陆西为好话说尽,“来,吃点吃点,这个好,美容,长咪咪。”

陆东来听了心里一乐,昨晚他一定要吸着咪咪睡,不给吸就闹,毛小朴被他缠得没办法,只好由着他胡闹了。现在,他给她炖猪脚长咪咪,是昨晚吸得不够瘾吗?

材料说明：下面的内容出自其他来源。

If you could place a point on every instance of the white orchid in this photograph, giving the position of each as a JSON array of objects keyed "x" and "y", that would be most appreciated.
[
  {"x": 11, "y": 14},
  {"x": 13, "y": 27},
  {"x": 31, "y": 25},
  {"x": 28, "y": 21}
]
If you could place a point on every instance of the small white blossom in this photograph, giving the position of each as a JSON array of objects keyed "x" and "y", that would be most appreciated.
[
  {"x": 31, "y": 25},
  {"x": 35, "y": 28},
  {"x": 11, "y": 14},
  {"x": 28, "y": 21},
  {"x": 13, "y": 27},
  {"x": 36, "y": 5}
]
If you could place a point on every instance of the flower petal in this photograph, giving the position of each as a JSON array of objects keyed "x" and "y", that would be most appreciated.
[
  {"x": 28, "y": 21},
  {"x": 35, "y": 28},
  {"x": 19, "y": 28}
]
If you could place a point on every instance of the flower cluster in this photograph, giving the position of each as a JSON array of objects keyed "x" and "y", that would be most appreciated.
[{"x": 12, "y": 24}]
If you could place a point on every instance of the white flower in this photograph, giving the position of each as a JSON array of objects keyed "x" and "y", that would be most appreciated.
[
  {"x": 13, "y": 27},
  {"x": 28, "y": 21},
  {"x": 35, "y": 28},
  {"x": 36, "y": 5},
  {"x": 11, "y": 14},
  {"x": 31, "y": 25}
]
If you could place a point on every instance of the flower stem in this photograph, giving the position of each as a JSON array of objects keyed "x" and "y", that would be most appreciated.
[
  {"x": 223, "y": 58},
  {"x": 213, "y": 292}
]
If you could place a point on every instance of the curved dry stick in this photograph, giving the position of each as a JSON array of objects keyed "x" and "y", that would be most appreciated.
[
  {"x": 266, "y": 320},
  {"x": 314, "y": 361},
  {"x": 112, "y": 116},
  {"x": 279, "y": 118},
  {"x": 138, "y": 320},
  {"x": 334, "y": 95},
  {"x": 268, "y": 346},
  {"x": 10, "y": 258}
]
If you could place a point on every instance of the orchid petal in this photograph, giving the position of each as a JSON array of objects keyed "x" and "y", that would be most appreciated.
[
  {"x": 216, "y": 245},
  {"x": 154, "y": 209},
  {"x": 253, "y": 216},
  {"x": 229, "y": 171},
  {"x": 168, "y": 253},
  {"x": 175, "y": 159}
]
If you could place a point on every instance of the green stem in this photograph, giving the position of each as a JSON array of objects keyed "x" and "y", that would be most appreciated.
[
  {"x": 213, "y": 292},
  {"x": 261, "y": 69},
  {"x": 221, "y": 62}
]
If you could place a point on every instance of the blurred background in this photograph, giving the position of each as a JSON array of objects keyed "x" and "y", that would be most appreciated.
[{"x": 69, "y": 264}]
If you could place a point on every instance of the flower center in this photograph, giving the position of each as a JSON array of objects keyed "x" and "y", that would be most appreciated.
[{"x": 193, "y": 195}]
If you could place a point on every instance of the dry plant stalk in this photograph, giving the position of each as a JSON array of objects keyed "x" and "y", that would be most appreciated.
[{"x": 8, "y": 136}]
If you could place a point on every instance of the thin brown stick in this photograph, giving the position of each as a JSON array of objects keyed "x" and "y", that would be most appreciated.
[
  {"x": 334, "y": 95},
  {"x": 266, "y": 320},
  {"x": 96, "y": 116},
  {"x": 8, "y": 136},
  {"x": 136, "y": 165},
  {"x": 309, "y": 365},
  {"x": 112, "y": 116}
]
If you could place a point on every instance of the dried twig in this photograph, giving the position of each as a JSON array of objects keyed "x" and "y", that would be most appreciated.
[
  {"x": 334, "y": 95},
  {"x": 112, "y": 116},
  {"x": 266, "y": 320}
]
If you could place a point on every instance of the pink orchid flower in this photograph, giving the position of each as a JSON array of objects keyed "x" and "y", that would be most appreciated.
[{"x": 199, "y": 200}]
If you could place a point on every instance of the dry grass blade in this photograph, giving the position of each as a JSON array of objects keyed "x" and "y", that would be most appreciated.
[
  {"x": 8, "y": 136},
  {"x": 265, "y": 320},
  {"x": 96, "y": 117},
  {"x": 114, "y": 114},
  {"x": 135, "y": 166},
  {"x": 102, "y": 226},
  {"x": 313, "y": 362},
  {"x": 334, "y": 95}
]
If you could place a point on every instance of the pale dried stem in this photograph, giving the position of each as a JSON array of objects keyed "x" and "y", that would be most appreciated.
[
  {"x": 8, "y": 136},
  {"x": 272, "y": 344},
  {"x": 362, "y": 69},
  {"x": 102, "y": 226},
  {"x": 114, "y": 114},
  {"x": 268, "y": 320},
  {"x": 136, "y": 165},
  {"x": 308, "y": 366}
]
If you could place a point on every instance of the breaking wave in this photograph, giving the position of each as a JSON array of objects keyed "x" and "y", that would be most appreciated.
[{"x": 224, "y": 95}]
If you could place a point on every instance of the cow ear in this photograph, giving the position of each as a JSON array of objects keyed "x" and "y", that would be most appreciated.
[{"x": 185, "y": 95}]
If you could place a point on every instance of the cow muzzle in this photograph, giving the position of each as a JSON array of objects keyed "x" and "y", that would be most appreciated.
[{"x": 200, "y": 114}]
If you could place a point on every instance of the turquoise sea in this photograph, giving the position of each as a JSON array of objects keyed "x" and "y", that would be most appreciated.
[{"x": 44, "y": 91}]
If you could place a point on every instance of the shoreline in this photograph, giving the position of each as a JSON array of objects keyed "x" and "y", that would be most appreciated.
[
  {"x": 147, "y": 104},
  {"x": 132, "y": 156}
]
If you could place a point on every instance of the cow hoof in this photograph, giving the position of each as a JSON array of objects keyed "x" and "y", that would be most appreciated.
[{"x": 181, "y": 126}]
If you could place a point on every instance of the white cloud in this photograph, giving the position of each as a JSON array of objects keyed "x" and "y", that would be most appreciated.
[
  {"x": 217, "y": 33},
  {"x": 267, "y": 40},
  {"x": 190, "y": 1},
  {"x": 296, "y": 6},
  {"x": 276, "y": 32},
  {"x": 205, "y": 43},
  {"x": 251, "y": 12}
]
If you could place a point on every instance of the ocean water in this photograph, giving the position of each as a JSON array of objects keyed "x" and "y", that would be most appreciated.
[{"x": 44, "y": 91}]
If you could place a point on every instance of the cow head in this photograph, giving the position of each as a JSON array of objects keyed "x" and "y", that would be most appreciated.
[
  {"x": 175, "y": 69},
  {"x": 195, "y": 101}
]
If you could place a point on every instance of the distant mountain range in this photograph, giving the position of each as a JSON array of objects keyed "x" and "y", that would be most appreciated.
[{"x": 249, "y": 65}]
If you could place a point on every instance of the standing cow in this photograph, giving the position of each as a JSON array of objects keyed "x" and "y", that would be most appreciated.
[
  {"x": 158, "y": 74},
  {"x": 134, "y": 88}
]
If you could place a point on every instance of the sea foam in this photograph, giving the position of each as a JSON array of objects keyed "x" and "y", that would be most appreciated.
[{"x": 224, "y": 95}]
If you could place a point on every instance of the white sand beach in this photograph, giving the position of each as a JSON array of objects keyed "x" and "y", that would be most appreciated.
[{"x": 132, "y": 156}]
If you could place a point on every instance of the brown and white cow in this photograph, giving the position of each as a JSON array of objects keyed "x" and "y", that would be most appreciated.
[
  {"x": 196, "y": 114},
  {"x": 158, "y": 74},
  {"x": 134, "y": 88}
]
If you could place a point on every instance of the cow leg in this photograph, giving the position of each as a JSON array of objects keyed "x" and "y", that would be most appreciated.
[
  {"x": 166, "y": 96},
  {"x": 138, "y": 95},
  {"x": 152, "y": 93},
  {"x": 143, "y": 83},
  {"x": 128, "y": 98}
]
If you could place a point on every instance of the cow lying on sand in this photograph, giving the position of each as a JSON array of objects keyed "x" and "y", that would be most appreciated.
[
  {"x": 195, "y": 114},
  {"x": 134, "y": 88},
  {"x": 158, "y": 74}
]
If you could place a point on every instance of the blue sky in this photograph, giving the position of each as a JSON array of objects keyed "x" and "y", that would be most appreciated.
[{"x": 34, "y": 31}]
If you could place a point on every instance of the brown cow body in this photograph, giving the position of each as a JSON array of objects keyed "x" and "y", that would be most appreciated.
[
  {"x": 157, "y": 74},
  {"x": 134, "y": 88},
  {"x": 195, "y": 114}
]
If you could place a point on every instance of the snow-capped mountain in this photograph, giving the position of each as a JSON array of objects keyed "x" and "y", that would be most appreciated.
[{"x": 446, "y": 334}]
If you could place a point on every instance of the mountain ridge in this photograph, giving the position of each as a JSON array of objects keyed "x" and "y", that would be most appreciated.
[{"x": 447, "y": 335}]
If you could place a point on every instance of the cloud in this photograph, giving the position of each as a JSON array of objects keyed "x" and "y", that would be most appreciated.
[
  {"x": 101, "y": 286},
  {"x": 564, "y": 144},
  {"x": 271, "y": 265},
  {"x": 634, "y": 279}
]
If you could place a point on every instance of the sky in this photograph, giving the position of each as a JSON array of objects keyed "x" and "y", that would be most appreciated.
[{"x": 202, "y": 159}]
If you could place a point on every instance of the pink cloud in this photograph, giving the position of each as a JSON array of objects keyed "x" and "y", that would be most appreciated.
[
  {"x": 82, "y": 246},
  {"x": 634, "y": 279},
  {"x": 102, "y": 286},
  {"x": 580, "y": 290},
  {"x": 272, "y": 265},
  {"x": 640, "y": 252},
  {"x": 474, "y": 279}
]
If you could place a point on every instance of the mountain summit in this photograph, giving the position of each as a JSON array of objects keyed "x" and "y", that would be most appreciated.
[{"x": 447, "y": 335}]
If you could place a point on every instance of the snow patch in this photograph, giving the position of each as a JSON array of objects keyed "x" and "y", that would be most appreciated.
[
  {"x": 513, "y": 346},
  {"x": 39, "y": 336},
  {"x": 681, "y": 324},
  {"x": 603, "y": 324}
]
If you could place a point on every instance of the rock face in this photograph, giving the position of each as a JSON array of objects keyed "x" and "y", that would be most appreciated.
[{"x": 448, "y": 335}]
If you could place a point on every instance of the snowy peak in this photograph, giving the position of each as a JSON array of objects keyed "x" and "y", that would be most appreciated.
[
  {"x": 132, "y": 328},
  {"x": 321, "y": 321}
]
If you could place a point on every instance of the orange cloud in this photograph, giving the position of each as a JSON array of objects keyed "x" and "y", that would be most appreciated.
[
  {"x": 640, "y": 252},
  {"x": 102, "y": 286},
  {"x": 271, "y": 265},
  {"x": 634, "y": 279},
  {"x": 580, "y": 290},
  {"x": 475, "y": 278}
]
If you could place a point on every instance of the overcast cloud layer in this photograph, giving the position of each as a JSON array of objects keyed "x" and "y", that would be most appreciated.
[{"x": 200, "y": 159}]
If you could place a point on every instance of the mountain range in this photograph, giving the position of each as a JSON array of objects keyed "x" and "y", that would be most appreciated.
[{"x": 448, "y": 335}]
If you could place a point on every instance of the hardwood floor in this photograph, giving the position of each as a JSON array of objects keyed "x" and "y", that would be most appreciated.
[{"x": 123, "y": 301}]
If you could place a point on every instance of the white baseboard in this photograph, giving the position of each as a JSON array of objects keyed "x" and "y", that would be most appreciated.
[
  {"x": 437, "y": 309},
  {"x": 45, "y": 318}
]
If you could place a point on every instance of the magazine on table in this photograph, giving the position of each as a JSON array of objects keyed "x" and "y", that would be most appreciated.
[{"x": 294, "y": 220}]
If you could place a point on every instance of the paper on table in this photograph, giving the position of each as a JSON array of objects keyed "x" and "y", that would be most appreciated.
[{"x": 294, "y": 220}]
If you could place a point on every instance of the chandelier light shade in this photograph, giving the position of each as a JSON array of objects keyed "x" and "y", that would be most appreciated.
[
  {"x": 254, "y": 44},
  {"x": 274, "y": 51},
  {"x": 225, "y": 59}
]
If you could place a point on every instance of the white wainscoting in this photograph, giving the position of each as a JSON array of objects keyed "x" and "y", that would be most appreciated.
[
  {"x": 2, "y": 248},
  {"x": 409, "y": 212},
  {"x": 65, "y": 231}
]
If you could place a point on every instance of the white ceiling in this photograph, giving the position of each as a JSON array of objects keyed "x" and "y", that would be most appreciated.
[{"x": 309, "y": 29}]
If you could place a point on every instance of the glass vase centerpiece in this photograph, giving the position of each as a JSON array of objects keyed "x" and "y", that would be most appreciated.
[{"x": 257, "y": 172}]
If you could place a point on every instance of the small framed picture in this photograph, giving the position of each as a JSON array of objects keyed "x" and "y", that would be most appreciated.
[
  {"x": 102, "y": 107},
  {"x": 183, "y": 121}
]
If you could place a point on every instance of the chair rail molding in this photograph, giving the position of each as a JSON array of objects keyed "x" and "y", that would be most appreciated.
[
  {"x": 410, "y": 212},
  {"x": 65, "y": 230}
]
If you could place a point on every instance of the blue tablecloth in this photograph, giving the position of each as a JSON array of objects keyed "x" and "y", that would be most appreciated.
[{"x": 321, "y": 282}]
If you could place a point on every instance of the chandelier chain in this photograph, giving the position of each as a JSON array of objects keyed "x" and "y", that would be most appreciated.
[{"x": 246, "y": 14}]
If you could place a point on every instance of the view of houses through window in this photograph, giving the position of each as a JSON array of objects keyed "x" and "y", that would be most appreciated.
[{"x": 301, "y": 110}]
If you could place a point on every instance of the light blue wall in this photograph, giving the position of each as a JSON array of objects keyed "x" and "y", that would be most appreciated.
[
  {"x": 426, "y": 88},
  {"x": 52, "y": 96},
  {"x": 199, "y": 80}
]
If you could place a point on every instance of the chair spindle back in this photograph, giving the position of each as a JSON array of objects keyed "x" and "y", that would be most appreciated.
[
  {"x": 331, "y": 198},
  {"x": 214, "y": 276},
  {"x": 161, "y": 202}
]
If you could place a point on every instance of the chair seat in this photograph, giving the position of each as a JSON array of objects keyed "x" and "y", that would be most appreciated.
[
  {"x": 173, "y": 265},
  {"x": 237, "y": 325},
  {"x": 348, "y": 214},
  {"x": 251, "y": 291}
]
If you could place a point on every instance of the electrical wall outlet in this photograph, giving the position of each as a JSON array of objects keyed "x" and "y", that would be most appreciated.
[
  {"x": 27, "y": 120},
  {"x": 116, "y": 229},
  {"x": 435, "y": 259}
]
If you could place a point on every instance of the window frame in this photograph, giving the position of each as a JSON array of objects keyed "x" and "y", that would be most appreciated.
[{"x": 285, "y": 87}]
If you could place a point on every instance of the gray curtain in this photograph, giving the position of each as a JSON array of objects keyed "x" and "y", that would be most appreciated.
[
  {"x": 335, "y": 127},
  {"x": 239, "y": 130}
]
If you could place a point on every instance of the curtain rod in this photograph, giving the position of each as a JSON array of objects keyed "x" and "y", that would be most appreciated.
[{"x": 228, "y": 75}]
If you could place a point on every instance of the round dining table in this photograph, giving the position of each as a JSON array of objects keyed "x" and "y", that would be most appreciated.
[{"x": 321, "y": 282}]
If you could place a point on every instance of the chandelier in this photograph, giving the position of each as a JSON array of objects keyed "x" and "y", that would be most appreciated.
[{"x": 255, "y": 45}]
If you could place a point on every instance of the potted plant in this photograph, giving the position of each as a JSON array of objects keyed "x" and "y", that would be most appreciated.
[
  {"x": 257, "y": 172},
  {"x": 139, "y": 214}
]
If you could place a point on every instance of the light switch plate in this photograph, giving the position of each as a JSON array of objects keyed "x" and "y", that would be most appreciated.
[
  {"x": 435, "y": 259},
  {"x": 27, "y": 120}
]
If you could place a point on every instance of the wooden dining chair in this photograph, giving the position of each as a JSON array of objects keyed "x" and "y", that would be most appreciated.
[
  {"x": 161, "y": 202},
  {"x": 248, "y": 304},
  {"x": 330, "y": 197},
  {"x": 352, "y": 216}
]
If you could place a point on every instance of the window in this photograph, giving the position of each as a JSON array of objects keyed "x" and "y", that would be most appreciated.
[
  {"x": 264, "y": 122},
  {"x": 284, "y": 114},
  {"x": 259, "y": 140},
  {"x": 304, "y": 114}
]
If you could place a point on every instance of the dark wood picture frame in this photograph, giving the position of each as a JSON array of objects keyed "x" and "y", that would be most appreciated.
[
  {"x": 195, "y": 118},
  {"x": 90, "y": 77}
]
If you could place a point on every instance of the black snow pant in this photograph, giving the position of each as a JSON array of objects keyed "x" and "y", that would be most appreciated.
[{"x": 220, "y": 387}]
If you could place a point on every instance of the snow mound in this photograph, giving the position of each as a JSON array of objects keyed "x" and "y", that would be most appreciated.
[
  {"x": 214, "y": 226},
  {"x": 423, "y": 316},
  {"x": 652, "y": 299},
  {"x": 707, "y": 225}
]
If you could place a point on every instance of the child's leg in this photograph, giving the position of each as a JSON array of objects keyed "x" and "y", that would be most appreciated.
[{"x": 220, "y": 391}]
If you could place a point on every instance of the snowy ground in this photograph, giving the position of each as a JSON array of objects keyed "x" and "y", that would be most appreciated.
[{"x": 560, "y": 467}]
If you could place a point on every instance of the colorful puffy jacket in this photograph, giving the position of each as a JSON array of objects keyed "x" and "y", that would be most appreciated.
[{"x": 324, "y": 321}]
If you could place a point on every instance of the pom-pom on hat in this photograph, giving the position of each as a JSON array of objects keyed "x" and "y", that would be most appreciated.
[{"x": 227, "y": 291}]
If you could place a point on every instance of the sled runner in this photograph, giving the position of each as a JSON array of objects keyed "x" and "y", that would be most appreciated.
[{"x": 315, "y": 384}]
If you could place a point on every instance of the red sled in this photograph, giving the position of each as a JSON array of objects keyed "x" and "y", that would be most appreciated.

毛小朴怒,脸涨得通红,“要吃你自己吃,要长你自己长。”

一个流氓了,一个享受了,一个流氓了还大大咧咧喊出来,一个享受了偏偏矫情得要死装作啥事也没发生,算不算冤家,算不算绝配?

算,都算。

“我吃,我也长,我也给你吸我的咪咪,好不好?”

陆西为是彻底不要脸了,有条件要缠着,没有条件创造条件要缠着。

三天来,这不要脸的和假装纯情的总是这么歪歪扭扭地纠结在一起,让旁边看戏的陆东来羡慕妒嫉恨。

那歪歪扭扭纠结的是什么?情意啊。

确实,毛小朴也不全是没心,想想吧,两人同居一年,他陆西为洗只碗都和她大干一场的人,怎么可能下厨房,可如今,他为了她,还洗手做羹汤,太难得了,特别是他还一脸可怜兮兮地说没功能也有苦劳的表情,毛小朴搞不赢了,吃了一碗,好在陆西为也见好收好,不敢再要求赏脸第二碗。

毛小朴习惯性地拿一本书上厕所,陆西为守在门口算时间了,看看三分钟到了,开始敲门,“大婶,你不能久呆,快出来。”

熟悉毛小朴的人都知道毛小朴有一个很不好的习惯,上厕所喜欢带书进去,找不到书字典也行,找不到字典,外面那种人流、痔疮、牛皮癣广告杂志也行,反正得带书。带书也就罢了,不看半小时不出来,出来后还在跺脚,蹲麻了。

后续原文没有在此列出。